Ich war mir sicher, dass – schließlich hatte ich in meinem Lehramtsstudium ausreichend Pädagogik- und Psychologieseminare besucht und war schon zu lange Mutter – bewusst Zeit miteinander zu verbringen, körperliche Nähe, viele Gespräche und gewiss auch ein paar Tränen schon wieder eine „Happy Family“ aus uns machen würden. Für das Goldkind holte ich mir zudem noch therapeutischen Rat und alle Goldschätze kamen in den Genuss einer energetischen Fußmassage, die durchaus erdende Wirkung hatte (Danke, liebe Frau K.! Es war wie immer wunderbar!).
Passe ich noch hier hinein?
Nicht nur der Göttergatte und die Goldkinder hatten ihre Mühe mit der neuen krebsfreien Situation bei uns. In mir brodelte, rumorte, arbeitete es.
Ich hatte im Laufe der nervenaufreibenden, kräftezehrenden, zutiefst emotionalen und superintensiven vergangenen Monate so vieles erfahren, gespürt, gesehen und gedacht. Es war etwas Großes, etwas Elementares, etwas sehr Prägendes geschehen. Das alles hatte mich, mein Auftreten, meine Denkweise, meine Person verändert. Nun musste ich mich als “neue Annette” ins “alte Holl´sche Familiensystem” einnorden.
Damit stelle ich keine Ausnahme dar. Begibt man sich in die (Brust-)Krebscommunities in den sozialen Netzwerken oder liest Bücher von (ehemaligen) Krebslerinnen und Krebslern, bekommt man schnell den Eindruck, dass so gut wie jede (Brust)Krebspatient/in nach dem Ende ihrer Therapien ihr Leben in Teilen, manchmal auch radikal umkrempelt. Viele geben ihren Job auf. Häufig findet eine Ernährungsumstellung statt. Die meisten steigern ihre Bewegungseinheiten. Nicht selten wird Yoga praktiziert (Diese Krebs-Yoga-Ding hat sich mir noch nicht erschlossen. Aber ich habe mich zu einem Online-Kurs angemeldet und werde das mal testen.). Freundschaften werden beendet. Ehen geschlossen oder geschieden. Und und und…

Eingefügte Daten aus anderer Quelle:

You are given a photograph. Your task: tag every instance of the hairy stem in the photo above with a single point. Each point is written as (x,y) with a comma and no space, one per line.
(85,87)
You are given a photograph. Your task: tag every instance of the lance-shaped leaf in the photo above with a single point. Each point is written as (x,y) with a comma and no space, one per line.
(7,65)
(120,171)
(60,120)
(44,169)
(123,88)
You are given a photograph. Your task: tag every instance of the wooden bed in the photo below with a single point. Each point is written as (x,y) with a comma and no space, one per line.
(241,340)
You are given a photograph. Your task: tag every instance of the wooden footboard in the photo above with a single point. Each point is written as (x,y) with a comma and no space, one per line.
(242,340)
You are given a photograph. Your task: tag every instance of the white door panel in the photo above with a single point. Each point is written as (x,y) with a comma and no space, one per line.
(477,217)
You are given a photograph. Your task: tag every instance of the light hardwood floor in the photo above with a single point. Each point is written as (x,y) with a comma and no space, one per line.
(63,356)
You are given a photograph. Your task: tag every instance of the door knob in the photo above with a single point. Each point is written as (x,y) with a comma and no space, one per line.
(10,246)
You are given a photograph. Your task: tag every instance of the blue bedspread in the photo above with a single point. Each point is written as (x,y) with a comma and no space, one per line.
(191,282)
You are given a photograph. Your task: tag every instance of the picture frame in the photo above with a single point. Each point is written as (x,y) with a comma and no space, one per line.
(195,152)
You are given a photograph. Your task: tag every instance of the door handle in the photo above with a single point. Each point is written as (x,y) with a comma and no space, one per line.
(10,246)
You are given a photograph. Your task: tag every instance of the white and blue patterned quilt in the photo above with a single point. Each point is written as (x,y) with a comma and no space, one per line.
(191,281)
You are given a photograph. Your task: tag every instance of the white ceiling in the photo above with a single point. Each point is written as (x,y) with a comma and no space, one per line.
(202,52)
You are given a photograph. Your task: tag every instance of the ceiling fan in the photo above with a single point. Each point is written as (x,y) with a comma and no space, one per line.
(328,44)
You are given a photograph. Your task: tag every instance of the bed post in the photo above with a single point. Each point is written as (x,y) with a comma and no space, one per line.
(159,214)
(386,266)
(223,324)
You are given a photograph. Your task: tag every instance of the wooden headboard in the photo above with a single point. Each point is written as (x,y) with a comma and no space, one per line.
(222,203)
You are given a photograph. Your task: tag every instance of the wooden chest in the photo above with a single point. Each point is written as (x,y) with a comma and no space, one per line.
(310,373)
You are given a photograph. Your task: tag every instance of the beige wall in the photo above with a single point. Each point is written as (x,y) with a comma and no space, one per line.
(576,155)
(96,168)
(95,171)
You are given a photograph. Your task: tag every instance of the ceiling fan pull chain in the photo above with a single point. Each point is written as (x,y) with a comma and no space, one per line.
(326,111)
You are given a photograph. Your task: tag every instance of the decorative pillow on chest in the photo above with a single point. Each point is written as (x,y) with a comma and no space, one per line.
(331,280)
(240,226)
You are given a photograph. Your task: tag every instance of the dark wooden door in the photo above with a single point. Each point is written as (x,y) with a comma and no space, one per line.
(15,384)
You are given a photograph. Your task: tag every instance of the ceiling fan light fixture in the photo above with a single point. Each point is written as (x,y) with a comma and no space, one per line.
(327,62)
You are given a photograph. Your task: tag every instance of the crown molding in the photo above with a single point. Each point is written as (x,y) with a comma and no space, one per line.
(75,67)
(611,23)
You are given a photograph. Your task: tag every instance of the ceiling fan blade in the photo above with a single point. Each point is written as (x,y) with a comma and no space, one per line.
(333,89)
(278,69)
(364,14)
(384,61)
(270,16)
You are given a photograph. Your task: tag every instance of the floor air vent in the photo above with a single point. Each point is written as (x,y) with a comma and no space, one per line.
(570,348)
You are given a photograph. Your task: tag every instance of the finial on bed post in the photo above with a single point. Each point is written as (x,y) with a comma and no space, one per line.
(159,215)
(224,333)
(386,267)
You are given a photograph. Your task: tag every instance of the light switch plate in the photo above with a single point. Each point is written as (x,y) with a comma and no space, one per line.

Auch ich habe infolge meiner Diagnose und schon während meiner Therapiezeit über vieles in meinem Leben nachgedacht. Zwar wollte ich mein Leben nicht komplett umkrempeln – meine beiden Jobs übe ich nach wie vor mit Herzblut aus, meine Sportlichkeit war schon vorhanden – aber dennoch wurde und werde ich das ein oder andere Rädchen in meinem Lebensgetriebe neu justiert/en. Ich fühle mich definitiv anders, neu, gefestigter, besser.
Mal schauen, welche Neuigkeiten ich zu vermelden habe? Die „neue Annette“ legt Wert auf ein„positives Mindset“, „Selbstfürsorge“, „Achtsamkeit“ und „Mut“. Dies zeigt sich, indem ich
- freundlich, aber bestimmt „Nein!“ sage, wenn ich etwas nicht möchte oder schaffe.
- kein schlechtes Gewissen habe, wenn ich etwas für mich tue und die Familie deshalb warten muss.
- Entscheidungen häufiger aus dem Bauch heraus treffe.
- meine Gesundheit nicht als gegeben, sondern als zu schützendes Gut, wahrnehme.
- meinen Kalender um einige Termine reduziere.
- mir bisher unbekannte oder noch mich noch nie getraute Dinge tue, esse, ausprobiere.
- sich bietende Gelegenheiten annehme, ohne sie lange zu hinterfragen.
- immer öfter in den Tag starte, ohne ihn von morgens bis abends durchgeplant zu haben.
- weniger daran denke, was und wie andere es machen, sondern es selbst tue.
Möglicherweise stehst du als Betroffene/r jetzt nach dem Ende deiner langen Therapiezeit auch an einem Punkt, an dem dir manches in deinem bisherigen Leben komisch vorkommt und du dich anders fühlst. Dann nimm dich und deine widersprüchlichen Gefühle an. Nimm dir die Freiheit heraus, über dich und deine Träume und Ziele nachzudenken:
- Passt meine Arbeit noch zu mir?
- Möchte ich etwas in meinem Alltag verändern? Wenn ja, wie kann ich das schrittweise angehen?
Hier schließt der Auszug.